There is another aspect of spending time in nature that is incredibly beneficial in the case of anxiety, and that is how deeply still and silent nature is. There is something of paradox in this, as there is also the buzzing movement and noise of living creatures and elements everywhere, but beneath that is a deep silence that is all-permeating – all it takes is the willingness to tune in and notice. Nature is a wonderful tool to help us develop mindfulness and we allow ourselves to become still and listen, both to the noise and the movement, but also to the underlying quiet. It teaches us that even in the chaotic noise of our being when in states of stress, underneath the surface, there is always a deep reservoir of stillness that can be tapped into. Like with the other suggestions mentioned earlier in this blog, this realisation is deeply empowering and has the potential to change our life completely. When in nature, just take a few moments even if it can’t be managed permanently, to allow your mind and body to soften, your breath to deepen, and to sink into the loving embrace of the Earth (which is inherently feminine). See if you can notice the aliveness of lifeforms around you, and realise that the world is full of magic that is most easily accessible in nature, until such a time as we can realise it is always within.
A good strategy for management of anxiety-related conditions is to put in a little practice in to get acquainted with recognising our own stress signals before they hit full-force, a very valuable life skill. As soon as any kind of stress is noticed, or the possibility of it developing is sensed, go out for a walk immediately if at all allowable. If this is not possible, take a few moments to imagine the soothing presence of nature within and feel the calm surroundings of a tranquil environment. Even a walk of a few minutes in the fresh air will do wonders to sometimes completely stop an anxious episode in its tracks. This is one of my go-to strategies before attempting anything else, and it always works to lift me instantaneously. As mentioned in part 1, with anxiety-related challenges, there is the real risk of damaging relationships, and making a practice of going for a walk in times of stress before talking or interacting with anybody else is a life-saver when it comes to avoiding this.

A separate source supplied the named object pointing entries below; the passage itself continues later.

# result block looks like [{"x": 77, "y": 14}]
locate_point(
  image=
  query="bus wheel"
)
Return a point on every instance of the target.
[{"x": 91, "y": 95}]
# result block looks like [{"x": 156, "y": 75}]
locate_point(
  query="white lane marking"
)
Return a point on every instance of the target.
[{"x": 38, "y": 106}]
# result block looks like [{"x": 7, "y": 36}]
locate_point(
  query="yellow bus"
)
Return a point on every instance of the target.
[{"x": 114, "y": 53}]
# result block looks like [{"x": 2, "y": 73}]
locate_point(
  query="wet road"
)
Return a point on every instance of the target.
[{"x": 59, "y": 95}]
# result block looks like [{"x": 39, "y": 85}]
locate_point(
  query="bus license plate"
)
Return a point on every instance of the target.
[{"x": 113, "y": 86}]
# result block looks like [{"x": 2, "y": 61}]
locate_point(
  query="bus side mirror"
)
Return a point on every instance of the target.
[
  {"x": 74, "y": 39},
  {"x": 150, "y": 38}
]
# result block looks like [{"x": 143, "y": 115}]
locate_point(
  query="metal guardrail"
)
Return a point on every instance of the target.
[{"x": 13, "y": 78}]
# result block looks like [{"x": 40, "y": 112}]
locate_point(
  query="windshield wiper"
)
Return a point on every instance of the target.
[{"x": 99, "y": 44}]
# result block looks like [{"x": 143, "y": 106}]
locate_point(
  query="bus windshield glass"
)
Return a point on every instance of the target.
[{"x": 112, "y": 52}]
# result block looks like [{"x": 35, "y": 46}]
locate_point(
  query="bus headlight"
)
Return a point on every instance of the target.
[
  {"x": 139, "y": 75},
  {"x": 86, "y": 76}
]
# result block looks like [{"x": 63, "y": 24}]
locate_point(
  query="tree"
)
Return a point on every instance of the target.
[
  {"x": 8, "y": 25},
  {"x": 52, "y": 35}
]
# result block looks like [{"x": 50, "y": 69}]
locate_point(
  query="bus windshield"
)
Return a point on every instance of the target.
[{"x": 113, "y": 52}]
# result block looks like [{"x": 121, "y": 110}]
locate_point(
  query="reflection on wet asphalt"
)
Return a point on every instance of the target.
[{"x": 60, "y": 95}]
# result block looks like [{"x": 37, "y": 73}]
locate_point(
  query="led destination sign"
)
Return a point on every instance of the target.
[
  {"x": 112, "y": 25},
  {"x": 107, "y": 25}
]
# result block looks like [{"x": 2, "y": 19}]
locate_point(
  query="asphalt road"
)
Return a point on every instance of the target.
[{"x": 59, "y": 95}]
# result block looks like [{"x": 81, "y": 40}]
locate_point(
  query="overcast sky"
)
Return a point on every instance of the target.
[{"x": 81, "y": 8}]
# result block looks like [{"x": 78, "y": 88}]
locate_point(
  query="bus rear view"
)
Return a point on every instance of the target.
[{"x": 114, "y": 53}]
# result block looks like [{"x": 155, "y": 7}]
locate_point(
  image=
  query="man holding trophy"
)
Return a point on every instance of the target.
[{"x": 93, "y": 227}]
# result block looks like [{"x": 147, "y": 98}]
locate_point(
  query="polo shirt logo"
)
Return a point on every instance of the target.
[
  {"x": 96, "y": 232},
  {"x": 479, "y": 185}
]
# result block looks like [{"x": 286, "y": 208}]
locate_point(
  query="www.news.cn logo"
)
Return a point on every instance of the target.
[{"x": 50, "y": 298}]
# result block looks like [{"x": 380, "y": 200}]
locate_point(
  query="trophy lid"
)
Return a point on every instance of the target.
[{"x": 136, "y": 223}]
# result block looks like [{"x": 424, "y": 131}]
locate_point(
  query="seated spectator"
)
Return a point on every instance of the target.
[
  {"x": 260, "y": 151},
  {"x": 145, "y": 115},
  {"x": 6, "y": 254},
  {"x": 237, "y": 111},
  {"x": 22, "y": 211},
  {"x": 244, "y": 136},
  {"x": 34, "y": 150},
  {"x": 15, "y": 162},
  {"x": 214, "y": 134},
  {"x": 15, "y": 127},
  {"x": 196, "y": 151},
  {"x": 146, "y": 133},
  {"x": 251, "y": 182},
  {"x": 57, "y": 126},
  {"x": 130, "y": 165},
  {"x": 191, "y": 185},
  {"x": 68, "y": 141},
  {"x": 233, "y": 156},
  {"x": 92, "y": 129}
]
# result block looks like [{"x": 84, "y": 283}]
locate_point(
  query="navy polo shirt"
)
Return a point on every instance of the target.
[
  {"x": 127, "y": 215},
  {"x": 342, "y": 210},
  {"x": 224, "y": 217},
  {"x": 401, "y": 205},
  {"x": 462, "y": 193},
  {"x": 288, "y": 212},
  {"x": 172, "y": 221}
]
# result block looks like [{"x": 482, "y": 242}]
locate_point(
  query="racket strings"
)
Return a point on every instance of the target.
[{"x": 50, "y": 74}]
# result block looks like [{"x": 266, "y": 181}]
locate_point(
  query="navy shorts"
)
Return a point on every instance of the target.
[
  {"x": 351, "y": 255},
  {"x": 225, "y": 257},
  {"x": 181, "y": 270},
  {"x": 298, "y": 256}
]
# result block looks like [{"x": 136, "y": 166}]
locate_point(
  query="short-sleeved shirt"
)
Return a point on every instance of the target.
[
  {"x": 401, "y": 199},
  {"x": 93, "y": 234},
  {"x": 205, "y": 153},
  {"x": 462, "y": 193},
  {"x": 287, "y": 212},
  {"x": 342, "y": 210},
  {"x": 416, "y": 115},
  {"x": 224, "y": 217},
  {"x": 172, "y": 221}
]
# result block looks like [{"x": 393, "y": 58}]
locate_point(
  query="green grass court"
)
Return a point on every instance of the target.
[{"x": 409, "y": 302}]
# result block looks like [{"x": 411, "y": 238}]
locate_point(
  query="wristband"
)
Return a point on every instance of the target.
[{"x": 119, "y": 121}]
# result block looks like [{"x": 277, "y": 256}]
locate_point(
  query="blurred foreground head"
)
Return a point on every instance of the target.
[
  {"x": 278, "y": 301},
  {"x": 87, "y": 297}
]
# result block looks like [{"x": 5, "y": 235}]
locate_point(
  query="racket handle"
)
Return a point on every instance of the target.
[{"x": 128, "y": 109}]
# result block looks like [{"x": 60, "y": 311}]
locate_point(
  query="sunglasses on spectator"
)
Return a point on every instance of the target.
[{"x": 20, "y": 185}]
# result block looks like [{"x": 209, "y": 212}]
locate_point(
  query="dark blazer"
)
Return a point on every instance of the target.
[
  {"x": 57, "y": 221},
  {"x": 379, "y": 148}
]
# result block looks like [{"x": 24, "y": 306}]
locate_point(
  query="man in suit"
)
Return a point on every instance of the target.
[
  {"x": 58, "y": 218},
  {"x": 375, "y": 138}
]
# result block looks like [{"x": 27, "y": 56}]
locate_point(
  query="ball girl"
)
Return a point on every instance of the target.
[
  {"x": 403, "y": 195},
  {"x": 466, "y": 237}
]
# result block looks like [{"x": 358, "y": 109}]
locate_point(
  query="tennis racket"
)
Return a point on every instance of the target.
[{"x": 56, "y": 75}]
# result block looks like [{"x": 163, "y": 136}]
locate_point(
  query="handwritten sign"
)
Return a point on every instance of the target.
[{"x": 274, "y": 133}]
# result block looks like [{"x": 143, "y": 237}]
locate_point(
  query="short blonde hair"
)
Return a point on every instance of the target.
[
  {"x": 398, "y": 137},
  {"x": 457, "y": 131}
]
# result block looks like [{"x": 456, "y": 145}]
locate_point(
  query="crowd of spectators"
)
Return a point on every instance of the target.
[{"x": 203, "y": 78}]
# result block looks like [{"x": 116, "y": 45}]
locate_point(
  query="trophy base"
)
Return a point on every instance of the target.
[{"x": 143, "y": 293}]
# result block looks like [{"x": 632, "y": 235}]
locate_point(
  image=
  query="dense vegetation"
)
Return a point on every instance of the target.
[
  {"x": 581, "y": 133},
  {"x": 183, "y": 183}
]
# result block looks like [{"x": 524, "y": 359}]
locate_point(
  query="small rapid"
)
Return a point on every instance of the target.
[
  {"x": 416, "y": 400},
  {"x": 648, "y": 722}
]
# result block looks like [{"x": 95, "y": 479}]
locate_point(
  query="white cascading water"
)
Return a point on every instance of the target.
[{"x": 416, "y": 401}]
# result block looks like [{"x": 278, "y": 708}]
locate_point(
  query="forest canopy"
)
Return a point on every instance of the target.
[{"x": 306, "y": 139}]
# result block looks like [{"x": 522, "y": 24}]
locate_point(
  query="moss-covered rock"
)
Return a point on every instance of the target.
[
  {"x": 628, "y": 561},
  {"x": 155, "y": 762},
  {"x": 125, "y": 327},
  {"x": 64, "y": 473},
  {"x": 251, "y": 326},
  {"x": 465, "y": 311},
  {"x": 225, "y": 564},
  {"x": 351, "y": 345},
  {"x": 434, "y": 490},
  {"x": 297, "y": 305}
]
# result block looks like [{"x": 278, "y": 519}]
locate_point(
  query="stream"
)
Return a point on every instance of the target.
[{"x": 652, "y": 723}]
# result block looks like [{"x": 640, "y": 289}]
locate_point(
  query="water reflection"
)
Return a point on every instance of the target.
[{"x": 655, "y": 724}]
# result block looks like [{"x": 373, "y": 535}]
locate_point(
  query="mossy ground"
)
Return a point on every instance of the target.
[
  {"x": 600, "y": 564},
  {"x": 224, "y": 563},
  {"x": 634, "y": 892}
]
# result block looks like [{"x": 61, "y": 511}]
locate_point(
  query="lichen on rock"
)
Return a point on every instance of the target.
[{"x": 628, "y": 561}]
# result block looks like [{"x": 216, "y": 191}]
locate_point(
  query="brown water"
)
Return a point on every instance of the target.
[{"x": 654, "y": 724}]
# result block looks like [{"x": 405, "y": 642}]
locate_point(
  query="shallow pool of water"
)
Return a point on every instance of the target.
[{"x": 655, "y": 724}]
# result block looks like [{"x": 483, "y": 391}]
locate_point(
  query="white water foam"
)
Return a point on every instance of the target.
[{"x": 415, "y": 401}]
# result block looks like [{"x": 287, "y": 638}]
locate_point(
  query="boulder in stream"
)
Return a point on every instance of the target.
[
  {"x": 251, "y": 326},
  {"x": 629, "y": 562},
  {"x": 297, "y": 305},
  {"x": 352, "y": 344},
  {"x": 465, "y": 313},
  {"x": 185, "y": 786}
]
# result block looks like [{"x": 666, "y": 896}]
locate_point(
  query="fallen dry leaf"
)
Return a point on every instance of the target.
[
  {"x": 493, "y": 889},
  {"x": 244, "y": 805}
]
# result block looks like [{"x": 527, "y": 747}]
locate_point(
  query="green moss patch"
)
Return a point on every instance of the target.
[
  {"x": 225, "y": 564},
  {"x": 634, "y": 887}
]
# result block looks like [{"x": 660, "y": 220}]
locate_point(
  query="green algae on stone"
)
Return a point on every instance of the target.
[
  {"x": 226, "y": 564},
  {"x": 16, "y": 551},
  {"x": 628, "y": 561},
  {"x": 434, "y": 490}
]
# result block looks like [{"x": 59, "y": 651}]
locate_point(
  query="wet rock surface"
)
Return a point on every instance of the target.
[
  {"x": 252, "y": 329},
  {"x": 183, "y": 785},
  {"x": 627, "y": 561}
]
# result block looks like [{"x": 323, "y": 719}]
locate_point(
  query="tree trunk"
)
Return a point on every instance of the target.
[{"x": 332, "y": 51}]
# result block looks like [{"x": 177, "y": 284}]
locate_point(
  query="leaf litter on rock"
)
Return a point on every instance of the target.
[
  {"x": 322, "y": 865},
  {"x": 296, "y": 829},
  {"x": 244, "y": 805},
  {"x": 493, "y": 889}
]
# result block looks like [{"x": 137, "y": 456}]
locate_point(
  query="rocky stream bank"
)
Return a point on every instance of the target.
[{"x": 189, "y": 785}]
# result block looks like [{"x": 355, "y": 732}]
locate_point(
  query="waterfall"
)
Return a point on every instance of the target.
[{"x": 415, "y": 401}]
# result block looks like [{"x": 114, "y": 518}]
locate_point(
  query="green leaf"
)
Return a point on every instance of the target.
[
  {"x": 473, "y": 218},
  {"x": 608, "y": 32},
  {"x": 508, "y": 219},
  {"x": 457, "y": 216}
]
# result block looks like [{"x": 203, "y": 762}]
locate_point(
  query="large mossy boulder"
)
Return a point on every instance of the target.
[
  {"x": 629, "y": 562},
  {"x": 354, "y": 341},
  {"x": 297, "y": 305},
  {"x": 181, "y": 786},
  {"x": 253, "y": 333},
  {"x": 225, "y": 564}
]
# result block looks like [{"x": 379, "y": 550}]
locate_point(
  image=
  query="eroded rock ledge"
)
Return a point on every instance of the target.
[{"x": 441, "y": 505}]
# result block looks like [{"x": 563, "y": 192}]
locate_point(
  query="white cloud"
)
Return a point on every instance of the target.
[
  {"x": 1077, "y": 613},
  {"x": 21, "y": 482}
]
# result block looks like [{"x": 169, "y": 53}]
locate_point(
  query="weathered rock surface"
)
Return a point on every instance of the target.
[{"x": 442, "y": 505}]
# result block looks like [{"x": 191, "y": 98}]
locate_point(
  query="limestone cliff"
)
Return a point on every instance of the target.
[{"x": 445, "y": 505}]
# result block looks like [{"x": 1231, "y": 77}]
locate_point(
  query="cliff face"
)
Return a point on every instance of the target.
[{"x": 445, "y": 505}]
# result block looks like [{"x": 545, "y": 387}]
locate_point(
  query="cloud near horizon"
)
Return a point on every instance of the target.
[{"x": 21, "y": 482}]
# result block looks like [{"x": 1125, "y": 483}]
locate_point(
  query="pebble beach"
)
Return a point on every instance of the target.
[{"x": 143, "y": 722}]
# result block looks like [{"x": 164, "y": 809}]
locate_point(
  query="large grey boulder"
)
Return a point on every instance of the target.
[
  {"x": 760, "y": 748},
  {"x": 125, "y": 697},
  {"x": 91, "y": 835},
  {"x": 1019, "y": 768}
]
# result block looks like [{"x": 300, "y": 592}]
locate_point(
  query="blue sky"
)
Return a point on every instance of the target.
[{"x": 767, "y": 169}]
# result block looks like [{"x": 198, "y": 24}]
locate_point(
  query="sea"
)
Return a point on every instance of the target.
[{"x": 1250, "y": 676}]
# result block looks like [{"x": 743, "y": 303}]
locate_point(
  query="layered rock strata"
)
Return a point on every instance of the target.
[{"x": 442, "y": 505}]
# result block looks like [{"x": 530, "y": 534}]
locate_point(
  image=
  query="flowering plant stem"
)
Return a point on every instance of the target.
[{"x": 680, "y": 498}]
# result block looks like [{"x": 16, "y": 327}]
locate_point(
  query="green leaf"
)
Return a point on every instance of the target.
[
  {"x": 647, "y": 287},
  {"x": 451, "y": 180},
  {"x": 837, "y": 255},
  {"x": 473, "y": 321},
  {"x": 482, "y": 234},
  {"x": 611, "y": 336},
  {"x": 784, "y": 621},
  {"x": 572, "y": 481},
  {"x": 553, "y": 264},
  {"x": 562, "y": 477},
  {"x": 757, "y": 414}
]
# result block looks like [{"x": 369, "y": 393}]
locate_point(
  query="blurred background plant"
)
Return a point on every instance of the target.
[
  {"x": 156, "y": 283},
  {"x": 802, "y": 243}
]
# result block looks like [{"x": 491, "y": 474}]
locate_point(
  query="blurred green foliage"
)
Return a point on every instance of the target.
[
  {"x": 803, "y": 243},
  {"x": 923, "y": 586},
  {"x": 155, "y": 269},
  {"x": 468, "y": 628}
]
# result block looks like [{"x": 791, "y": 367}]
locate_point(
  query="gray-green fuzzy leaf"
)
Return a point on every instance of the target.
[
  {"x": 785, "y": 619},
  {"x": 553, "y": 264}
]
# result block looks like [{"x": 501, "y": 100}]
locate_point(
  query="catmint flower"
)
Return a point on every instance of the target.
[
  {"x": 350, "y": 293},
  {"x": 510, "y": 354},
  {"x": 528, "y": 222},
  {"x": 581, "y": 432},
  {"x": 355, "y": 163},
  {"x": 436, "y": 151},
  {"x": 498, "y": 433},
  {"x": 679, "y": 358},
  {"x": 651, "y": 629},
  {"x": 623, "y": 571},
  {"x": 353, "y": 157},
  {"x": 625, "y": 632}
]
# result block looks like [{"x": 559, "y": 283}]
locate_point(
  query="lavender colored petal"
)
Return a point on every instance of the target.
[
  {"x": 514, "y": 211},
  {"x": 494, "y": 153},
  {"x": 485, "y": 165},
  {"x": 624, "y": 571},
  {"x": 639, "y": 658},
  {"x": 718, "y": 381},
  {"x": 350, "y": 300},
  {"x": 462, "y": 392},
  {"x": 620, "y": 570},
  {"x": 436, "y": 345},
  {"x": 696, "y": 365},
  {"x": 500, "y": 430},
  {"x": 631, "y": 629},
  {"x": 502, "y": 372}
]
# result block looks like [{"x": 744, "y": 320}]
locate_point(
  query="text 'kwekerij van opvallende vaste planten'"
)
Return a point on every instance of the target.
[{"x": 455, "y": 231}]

A body that is dehydrated is absolutely guaranteed to be under stress. Our body is composed largely of water, and without enough of a regular intake of this primary resource, we are putting all of our systems under undue pressure. Among other functions, proper hydration is also needed to help with processing the general density of the day that we might encounter, much of which is what triggers anxiety in the first place. Metaphysically, being properly hydrated, much like being properly nourished with whole foods, makes it considerably easier to throw off the tyranny of stressful illusions such as fear for survival, fear or lack, fear of loss, etc. A proper ratio of water in the body helps us to be more fluid in our approach to life.